As technology has grown more sophisticated, researchers are making rapid progress in analyzing melanomas on the molecular level, according to Anthony M. Magliocco, MD, chair of Anatomical Pathology and executive director of Esoteric Laboratory Services, who provided details of those advances during a presentation at the conference.
Anthony M. Magliocco, MD
A picture of the most prevalent gene mutations has emerged from research conducted at Moffitt Cancer Center (Figure). That research demonstrates that BRAF mutations are most prevalent followed by NRAS mutations.
“It is like an iceberg that started to emerge out of the water,” said Magliocco in an interview. “We are seeing the tip of BRAF and NRAS, but there is a host of other changes in melanoma that will likely make their way into the clinical labs.”
The FDA has approved two agents that target BRAF V600E mutations, along with companion diagnostics. Vemurafenib and dabrafenib both are indicated for patients with unresectable or metastatic melanoma with BRAF V600E mutations. Trametinib, the third approved targeted agent in melanoma, is intended for the same patient population in tumors with BRAF V600E or V600K mutations. Phase III trials in the adjuvant setting are ongoing (Table).
As a result, researchers recommend that patients be tested for BRAF mutations, but the question of when to conduct such testing remains debatable.

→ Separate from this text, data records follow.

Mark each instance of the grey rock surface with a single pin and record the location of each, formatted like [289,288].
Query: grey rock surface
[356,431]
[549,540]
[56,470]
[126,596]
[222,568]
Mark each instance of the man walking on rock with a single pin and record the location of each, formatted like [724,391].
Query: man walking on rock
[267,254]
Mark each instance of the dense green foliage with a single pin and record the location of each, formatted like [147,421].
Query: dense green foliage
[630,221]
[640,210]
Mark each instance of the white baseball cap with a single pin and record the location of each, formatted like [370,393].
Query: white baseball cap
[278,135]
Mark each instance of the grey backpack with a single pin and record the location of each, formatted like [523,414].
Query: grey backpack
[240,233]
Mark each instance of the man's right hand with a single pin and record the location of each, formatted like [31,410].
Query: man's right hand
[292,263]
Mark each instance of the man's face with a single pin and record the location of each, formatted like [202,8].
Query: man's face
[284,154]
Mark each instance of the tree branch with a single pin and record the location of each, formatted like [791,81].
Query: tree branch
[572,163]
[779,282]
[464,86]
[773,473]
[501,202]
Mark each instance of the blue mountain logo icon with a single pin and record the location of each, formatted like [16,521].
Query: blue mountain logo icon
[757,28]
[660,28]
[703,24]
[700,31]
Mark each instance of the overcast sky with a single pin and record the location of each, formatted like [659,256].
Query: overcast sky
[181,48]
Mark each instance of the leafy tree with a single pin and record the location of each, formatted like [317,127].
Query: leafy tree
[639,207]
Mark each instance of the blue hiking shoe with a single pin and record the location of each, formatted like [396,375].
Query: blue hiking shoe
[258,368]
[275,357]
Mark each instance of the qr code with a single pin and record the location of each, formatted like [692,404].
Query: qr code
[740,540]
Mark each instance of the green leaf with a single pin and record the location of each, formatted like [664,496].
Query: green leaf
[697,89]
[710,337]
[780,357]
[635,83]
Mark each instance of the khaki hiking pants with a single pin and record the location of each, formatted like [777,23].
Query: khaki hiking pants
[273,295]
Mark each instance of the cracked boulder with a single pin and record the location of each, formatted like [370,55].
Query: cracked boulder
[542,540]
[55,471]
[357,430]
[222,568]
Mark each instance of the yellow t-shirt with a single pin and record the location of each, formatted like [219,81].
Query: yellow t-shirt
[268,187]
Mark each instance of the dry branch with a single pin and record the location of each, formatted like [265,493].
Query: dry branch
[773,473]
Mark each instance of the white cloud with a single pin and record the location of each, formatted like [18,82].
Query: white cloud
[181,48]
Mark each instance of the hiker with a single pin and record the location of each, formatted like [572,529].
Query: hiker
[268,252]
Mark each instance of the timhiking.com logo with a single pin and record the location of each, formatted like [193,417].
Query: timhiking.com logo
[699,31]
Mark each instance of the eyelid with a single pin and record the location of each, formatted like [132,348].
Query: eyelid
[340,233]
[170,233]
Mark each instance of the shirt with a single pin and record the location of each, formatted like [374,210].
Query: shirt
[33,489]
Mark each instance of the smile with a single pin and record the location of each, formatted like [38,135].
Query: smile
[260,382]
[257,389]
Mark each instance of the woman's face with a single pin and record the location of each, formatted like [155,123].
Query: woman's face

“That is a moving target,” said Jeffrey S. Weber, MD, PhD, senior member and director of the Donald A. Adam Comprehensive Melanoma Research Center at Moffitt, in an interview. Weber served as one of the course directors of the PER conference.
“I think the answer should be any time it can impact on their treatment, so that means anyone with stage III melanoma and stage IIIB melanoma, meaning more than one lymph node that is positive who can be rendered free of disease,” said Weber, noting those patients could be eligible for clinical trials. “Every metastatic patient we will test to determine eligibility for trials and/or treatment off-trials.”
At Moffitt, researchers will soon be testing patients with melanoma with a 20-gene panel, said Weber. He expects research advances to be disseminated into community practice within five years at most.
“You will have a full genetic characterization of the tumor, and it will get recharacterized in real time,” said Weber. “You won’t have to stick the tumor, you will just do a blood test and you will get an assessment of the genetic changes that are going on in the circulating tumor DNA, and that will tell you how you need to use your therapy in an adaptive manner.”